と、肩を震わせ俯いたままのフィくんは震える声で言いました⋯⋯。


「感謝祭かぁ。良いね! 行こー!」


と、ミアが元気いっぱいに言いました。そうしてあれいさんはライアに背負われ、ドンラウーを抱えて歩きながら僕は思いました。


ミア⋯、元気そうで何よりです⋯⋯。そう思いながら僕は彼女の後ろ姿を見つめます。祭りと聞いてからはとても楽しそうです。楽しいのは、良いこと、の筈なのに⋯


何故こんなにも胸が痛み息苦しいのでしょうか⋯⋯? あ、もしかして何かの病気と、か? はは、それなら納得です、ね。⋯⋯と、僕が黙って俯いていると


「ねぇ、ミアとあれいのことなんだけど。」


その言葉に僕は思わずその言われた方向をガバっと向きます。



「⋯⋯ワガたち医療班が症状をなるべく抑える薬を作ったらしい。だから今のミアは思春期くらいになってるって。
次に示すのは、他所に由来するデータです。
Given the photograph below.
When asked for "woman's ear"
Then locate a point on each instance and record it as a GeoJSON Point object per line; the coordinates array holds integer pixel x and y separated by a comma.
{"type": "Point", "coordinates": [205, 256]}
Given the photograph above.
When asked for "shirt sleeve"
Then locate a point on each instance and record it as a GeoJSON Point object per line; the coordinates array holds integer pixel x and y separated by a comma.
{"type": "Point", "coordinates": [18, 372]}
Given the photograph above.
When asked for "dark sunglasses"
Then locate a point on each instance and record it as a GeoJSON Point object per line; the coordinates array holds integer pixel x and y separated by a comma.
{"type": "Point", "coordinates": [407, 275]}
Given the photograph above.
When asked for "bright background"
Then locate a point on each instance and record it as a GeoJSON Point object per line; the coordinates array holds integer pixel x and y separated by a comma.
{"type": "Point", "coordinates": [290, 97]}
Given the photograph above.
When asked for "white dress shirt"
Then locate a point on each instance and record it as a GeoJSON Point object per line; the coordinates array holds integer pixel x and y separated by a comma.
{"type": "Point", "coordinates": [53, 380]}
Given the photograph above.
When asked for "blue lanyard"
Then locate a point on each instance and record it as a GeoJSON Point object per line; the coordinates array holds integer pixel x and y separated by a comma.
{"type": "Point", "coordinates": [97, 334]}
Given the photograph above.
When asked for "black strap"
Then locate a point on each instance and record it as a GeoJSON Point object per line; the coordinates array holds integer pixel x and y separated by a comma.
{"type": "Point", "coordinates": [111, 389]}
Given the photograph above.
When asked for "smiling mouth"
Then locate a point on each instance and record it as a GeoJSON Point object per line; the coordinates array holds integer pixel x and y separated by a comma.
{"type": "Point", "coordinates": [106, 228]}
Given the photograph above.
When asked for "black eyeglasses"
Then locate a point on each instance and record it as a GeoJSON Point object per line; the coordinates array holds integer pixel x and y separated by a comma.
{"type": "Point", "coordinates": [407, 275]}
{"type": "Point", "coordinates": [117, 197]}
あれいの方はミア程重くなくてそんなに前と変わらないらしい。だからしばらくは大丈夫だろうと。それでも⋯時間が経てば必ず悪化していく。」


と、僕の顔を見て驚いた後に何とも言えない顔で耳打ちされました。ミア⋯⋯、先程よりは良くなったんですね。でも⋯⋯、それでも。僕らのことは⋯、何も、ですか。




と、何とも言えない雰囲気で僕らは黙って俯いたまま歩きます。すると、設置されている椅子と机が見えてきました。


⋯⋯取り敢えず座りましょう。


そう思い、そこまで無言で人を躱しながら向かいました。


そうして座った瞬間に疲れがどっと押し寄せてきました。意外に疲れていたようですね⋯。と、思っていると


「あ! あなたはザンファールニーダをこてんぱんにした人!」



後書き


感謝祭=2/4 この世界では一日は60時間くらい。つまり此方で表すと二日半の間、感謝祭が行われる。


追記、17時13分に後半の可怪しかった部分を大幅に直しました。申し訳ありません。